The Venus of Balzi Rossi is the Venus figurine of a negroid head of a woman, made from slightly fibrous green soapstone. It was found at the La Grotte du Prince site in the Balzi Rossi Caves of Grimaldi, Italy. It measures 24 mm in height, 24.5 mm front to back and 15 mm maximum width and probably dates to the Gravettian or Old Epigravettian.
Appearance[]
The surface is polished and worn, especially the face, which suggests that the object was already an isolated head in the Paleolithic. The facial features are strikingly represented: there is a receding forehead with massive eyebrows and deep eye sockets. The nose is not present, it may be worn away, but most likely its depiction was prohibited by the shape of the piece of stone used. The cheekbones are strong, and the mouth is rendered by two small horizontal incisions aligned at the bottom of a depression, limited by a weak but clearly marked chin.
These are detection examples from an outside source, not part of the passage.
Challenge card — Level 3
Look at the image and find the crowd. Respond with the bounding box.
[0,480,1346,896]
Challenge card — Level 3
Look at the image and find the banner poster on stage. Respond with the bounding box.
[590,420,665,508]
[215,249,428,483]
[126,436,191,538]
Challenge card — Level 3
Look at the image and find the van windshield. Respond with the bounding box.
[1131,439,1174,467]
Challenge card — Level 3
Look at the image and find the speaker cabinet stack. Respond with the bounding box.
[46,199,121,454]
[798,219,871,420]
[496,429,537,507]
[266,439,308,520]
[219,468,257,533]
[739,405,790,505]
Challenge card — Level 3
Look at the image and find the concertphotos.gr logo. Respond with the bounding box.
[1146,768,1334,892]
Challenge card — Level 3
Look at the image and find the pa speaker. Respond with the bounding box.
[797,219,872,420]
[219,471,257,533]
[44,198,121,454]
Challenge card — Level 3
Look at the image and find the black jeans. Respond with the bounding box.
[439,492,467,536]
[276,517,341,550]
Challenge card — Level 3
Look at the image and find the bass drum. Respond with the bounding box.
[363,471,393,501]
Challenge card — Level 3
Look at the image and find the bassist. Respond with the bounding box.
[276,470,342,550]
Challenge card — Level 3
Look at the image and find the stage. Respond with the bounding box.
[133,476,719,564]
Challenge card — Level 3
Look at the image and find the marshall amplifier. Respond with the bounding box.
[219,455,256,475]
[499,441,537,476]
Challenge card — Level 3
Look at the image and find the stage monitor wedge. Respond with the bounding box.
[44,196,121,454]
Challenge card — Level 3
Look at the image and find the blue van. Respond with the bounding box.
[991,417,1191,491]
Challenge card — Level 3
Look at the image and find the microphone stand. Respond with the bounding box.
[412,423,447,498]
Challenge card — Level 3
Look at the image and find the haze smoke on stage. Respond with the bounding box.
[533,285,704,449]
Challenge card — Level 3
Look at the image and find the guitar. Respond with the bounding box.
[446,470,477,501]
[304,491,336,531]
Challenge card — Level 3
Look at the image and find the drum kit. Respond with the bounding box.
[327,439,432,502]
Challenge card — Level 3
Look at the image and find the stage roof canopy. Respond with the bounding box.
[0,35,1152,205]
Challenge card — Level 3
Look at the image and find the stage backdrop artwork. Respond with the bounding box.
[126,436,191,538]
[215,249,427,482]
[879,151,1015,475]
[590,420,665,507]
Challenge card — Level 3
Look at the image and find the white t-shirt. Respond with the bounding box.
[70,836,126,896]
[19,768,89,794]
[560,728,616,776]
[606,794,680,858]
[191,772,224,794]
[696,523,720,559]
The coiffure, largely destroyed, is represented by a grid reminiscent of the Venus of Brassempouy and that of the Femme à la tête quadrillée, from Laussel. The coiffure is represented by a series of incisions starting at the forehead, over the bun or chignon and back down onto the neck, cut by transverse incisions, the first of which form a kind of band above the forehead. Note that nearly half of the coiffure has been broken off.